Affirm (AFRM) , which is the "buy now, pay later" startup led by PayPal Holdings (PYPL) co-founder Max Levchin, released the firm's fiscal third quarter financial results on Thursday evening. Color me impressed. For the three month period ended March 31st, Affirm posted GAAP EPS for a loss of $0.19 on revenue generation of $354.8M. Both numbers easily beat Wall Street and the revenue print was good for year over year growth of 53.8%.
Glancing at the numbers within, active customers increased 137% year over year to 12.7M, while active merchants increased from 12K one year ago to 207K. Gross Merchandise Volume increased 73% to $3.9B, leading to the 53.8% revenue growth mentioned above. Total transactions increased 162% to 10.5M, as transactions per active customer increased to 2.7 from 2.5 three months earlier.
Operating loss amounted to $-226.6M compared to $-209.3M for the year ago comp, driven by investment in sales and marketing that include a $102.4M related to warrants granted to Amazon (AMZN) in November of last year. This expense was partially offset by an $81.3M decrease in stock-based compensation compared to the year prior.
For the current quarter, Affirm sees revenue generation at $345M to $355M versus Wall Street's consensus view of about $353M, and adjusted operating margin of -11% to -15%. For the full fiscal year 2023, Affirm expects to drive revenue of $1.33B to $1.34B, up from previous guidance of $1.29B to $1.31B, and in-line to better than in-line than consensus view of $1.33B. The firm sees full year adjusted operating margin at -6.6% to -7.6%.
Perhaps the single most important or significant forward looking announcement made by Affirm last night was the revealing of the firm' plan to achieve sustained adjusted operating income profitability on a run rate basis by the end of fiscal year 2023. That's why the shares were trading higher.
Affirm ended the quarter with a net cash position of $3.293B and current assets of $5.764B. Current assets amount to just $401.2M. That's good for an almost unheard of current ratio of 14.4. Total assets of $7.032B includes $608.3M in "goodwill" and other intangibles. Even excluding all intangibles, assets still easily outweigh total liabilities less equity of $4.456B. One thing, there is a lot of debt on this balance sheet. Across several varieties of debt, the total comes to about $4.054B. This balance sheet does pass the Sarge test, but that is a lot of debt and not even completely covered (not that it has to be) by a very large cash position. That's really what keeps this balance sheet from getting my highest marks.
I am impressed. I'm impressed with the growth. I'm impressed with the full year guidance. I am also impressed with the plan to reach sustained operating income profitability by the end of next year. That's why the shares were trading higher. That's what is necessary in this current market environment that does not reward sales growth without profitability. AFRM may be trading with a $23 handle (+28%), but did close on Thursday night at $18.04, which is down 89.8% from the November high.
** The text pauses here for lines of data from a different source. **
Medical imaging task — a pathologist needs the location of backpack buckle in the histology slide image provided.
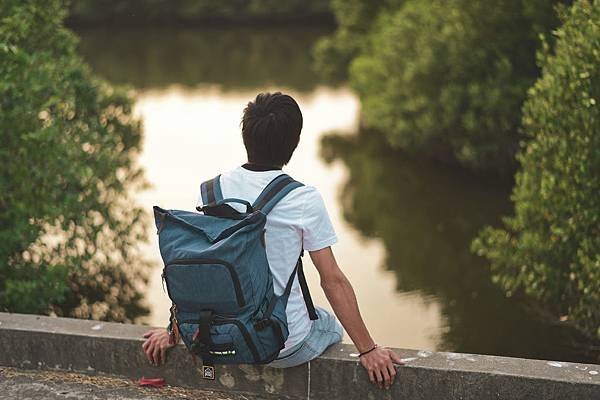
[254,318,273,331]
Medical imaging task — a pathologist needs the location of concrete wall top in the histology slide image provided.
[0,313,600,400]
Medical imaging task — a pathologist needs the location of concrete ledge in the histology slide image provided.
[0,313,600,400]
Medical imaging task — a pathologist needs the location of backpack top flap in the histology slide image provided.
[153,206,264,243]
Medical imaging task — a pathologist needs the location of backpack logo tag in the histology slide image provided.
[202,365,215,381]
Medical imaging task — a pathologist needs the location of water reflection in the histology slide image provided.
[77,26,328,91]
[322,130,596,361]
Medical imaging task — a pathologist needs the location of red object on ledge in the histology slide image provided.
[138,376,167,389]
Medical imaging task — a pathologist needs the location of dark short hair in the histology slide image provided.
[242,92,302,166]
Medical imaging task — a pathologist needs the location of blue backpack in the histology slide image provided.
[154,174,318,379]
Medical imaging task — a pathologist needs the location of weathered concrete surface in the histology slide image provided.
[0,313,600,400]
[0,367,260,400]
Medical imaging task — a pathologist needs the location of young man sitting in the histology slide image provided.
[143,92,401,388]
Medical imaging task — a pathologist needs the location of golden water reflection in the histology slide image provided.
[135,86,443,350]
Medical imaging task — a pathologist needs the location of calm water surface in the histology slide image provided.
[78,27,596,361]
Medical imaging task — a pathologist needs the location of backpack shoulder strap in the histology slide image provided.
[200,175,223,206]
[252,174,319,320]
[252,174,304,214]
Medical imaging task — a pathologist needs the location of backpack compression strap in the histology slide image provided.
[200,175,223,206]
[252,174,319,321]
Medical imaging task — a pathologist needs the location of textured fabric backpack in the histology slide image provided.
[154,174,317,379]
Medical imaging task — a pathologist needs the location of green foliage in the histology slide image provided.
[316,0,556,173]
[322,129,600,362]
[473,0,600,336]
[313,0,406,82]
[0,0,147,321]
[77,25,330,91]
[71,0,330,21]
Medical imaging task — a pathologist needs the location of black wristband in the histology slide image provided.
[358,344,377,358]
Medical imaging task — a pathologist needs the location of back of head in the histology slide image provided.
[242,92,302,166]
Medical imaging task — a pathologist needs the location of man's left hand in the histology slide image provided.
[142,329,175,366]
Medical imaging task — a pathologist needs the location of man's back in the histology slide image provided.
[198,165,337,354]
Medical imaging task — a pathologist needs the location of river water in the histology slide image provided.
[77,27,596,361]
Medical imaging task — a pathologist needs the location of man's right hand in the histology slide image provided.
[360,347,403,389]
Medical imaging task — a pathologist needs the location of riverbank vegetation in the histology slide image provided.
[0,0,148,321]
[315,0,558,175]
[473,0,600,337]
[315,0,600,340]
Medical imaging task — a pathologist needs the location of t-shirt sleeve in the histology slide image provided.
[302,186,337,251]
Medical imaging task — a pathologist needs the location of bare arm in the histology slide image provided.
[310,247,402,388]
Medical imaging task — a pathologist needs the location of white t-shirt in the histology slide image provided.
[198,167,337,353]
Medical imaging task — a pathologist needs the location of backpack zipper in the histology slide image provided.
[213,317,260,363]
[163,258,246,307]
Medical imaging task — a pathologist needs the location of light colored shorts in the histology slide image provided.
[267,307,344,368]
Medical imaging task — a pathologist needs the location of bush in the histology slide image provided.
[473,0,600,336]
[0,0,148,321]
[317,0,556,174]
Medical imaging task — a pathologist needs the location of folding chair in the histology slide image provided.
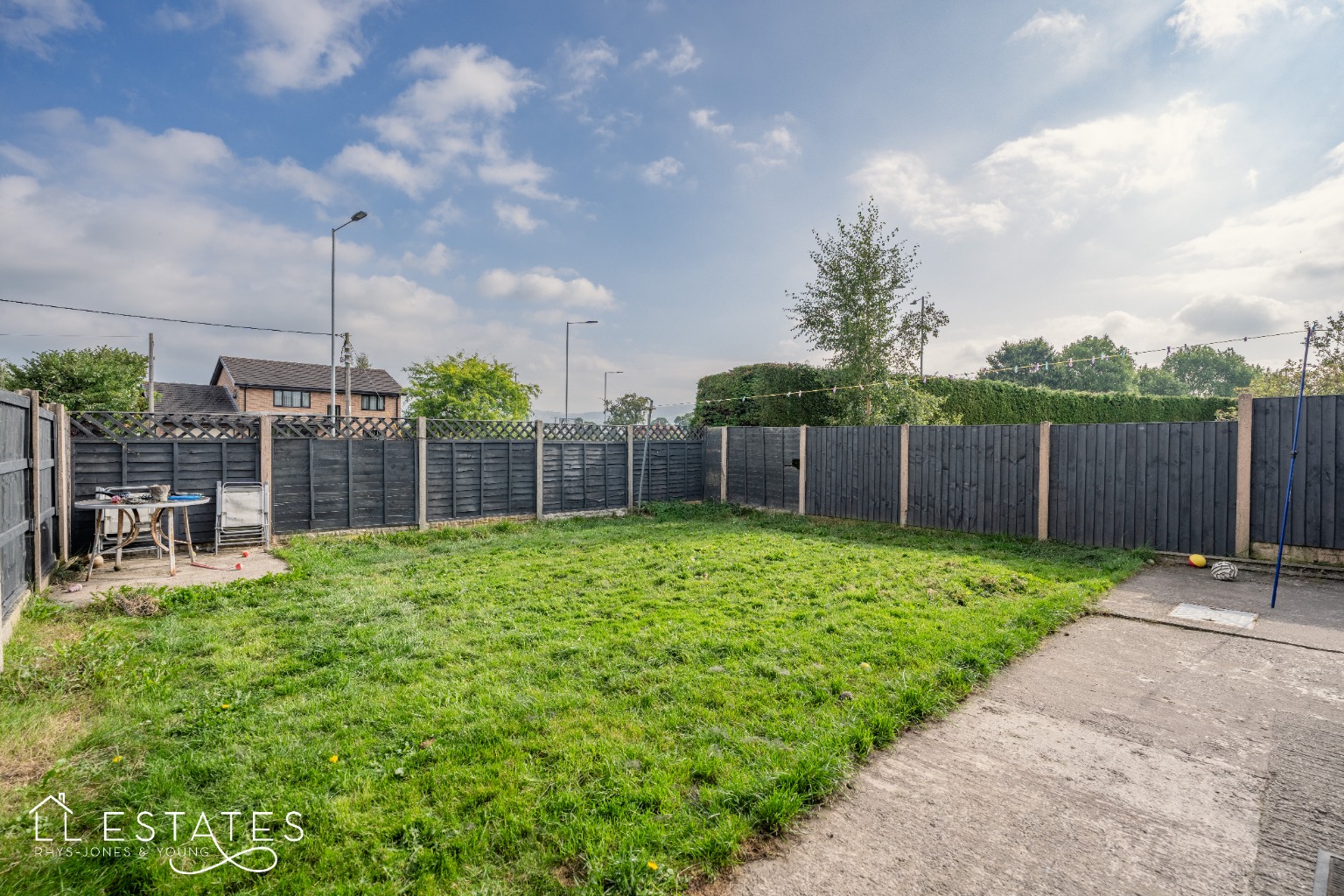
[215,482,270,554]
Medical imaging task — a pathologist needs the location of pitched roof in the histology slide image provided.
[210,354,402,395]
[145,382,238,414]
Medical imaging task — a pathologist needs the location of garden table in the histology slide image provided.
[75,496,211,582]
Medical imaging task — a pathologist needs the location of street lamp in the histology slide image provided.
[329,211,368,434]
[602,371,625,424]
[564,321,597,424]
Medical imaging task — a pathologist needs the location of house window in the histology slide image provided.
[276,389,313,407]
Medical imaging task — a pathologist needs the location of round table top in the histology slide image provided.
[75,496,214,510]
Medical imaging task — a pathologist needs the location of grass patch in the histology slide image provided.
[0,505,1143,894]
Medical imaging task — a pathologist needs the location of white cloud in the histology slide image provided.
[476,148,561,200]
[0,0,102,58]
[368,45,537,153]
[850,151,1012,234]
[421,199,462,234]
[329,45,572,209]
[559,38,621,101]
[476,268,615,308]
[1166,0,1289,47]
[1164,144,1344,294]
[640,156,682,186]
[1010,10,1088,40]
[850,95,1226,234]
[691,108,732,137]
[221,0,391,94]
[1172,294,1301,336]
[690,108,802,171]
[634,36,702,77]
[494,199,546,234]
[328,143,439,199]
[402,243,457,276]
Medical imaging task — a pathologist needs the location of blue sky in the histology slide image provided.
[0,0,1344,415]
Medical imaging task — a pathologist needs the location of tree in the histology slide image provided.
[978,336,1055,386]
[1241,312,1344,397]
[1048,336,1138,392]
[406,352,542,421]
[3,346,149,414]
[787,199,948,424]
[1163,346,1264,397]
[1138,367,1189,395]
[604,392,653,426]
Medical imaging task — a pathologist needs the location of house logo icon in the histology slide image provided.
[28,794,83,844]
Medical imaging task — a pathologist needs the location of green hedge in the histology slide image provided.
[696,364,1236,426]
[920,377,1236,424]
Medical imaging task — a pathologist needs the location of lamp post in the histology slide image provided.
[602,371,625,424]
[564,321,597,424]
[331,211,368,434]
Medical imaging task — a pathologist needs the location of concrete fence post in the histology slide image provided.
[1234,395,1256,557]
[256,414,276,547]
[719,424,729,504]
[416,416,429,530]
[536,421,546,520]
[55,404,73,563]
[897,424,910,525]
[798,424,808,516]
[1036,421,1050,542]
[625,424,634,509]
[23,389,42,594]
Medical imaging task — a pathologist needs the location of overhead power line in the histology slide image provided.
[0,298,331,339]
[659,331,1306,407]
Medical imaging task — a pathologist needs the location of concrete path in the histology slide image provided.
[711,567,1344,896]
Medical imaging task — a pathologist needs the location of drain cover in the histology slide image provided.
[1171,603,1256,628]
[1312,849,1344,896]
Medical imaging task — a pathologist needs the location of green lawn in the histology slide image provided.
[0,507,1143,896]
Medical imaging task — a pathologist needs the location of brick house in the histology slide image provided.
[209,354,402,417]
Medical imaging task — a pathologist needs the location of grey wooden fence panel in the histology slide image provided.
[700,426,723,502]
[1050,422,1236,555]
[1251,395,1344,550]
[907,426,1040,535]
[427,439,536,522]
[0,391,32,628]
[789,426,900,522]
[634,439,719,501]
[542,442,628,513]
[70,438,259,552]
[725,426,795,510]
[271,438,416,533]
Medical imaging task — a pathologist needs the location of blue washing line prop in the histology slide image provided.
[1269,326,1314,610]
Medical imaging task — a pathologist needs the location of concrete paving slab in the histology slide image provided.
[711,568,1344,896]
[51,548,289,607]
[1101,564,1344,650]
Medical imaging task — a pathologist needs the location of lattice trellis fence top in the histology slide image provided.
[270,414,416,439]
[70,411,261,441]
[424,419,536,441]
[543,424,625,442]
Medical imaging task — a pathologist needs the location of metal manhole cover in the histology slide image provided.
[1312,849,1344,896]
[1171,603,1256,628]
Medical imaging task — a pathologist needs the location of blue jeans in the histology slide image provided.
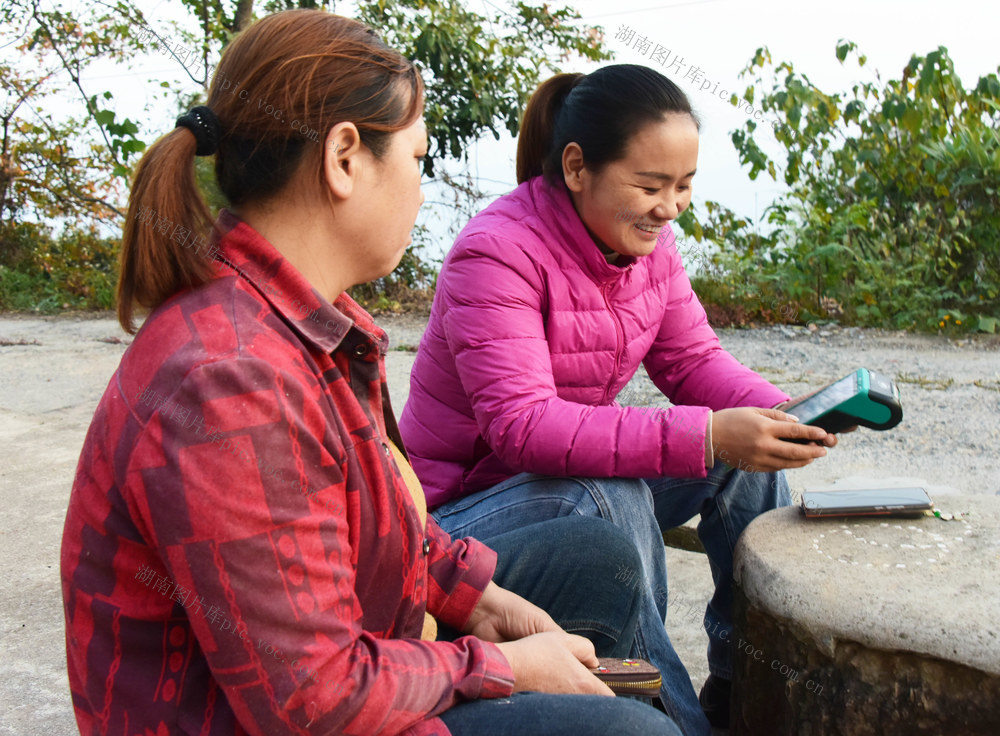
[438,516,680,736]
[432,462,791,736]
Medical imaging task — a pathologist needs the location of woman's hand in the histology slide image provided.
[497,631,614,696]
[712,407,837,473]
[463,581,564,640]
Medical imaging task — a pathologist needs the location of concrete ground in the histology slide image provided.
[0,317,1000,736]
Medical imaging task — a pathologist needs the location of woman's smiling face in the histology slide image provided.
[563,113,698,256]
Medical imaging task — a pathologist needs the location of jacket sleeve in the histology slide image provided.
[643,242,788,411]
[126,358,513,736]
[438,234,720,478]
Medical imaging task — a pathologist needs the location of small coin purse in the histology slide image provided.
[591,657,663,698]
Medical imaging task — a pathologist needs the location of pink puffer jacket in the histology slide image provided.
[400,177,788,507]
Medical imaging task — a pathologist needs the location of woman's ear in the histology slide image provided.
[563,143,587,192]
[323,123,365,199]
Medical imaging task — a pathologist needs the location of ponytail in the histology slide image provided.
[517,64,698,184]
[118,128,212,334]
[118,9,424,333]
[517,74,586,184]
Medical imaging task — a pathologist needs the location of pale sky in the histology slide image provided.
[29,0,1000,247]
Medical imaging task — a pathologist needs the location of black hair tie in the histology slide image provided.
[177,105,222,156]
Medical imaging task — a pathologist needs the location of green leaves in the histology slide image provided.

AFRM went out on Thursday afternoon deeply if not technically oversold. Just ask the stock's Relative Strength Index and Full Stochastics Oscillator. They'll tell you. The daily MACD is kinda, sorta ugly as well. The stock traded as low as $13.64 on Thursday ahead of the market's bullish reversal. That means that the shares at $23+ have almost doubled in 24 hours. I don't think I want to buy this kneejerk rally on a move like that. I do want a piece of the action though.
I'd rather pay $4 for the June 17th AFRM $25 calls than pay $23.50 for the equity...
I'd rather sell (write) the June 17th AFRM $15 puts for $1.25 than do any of the above.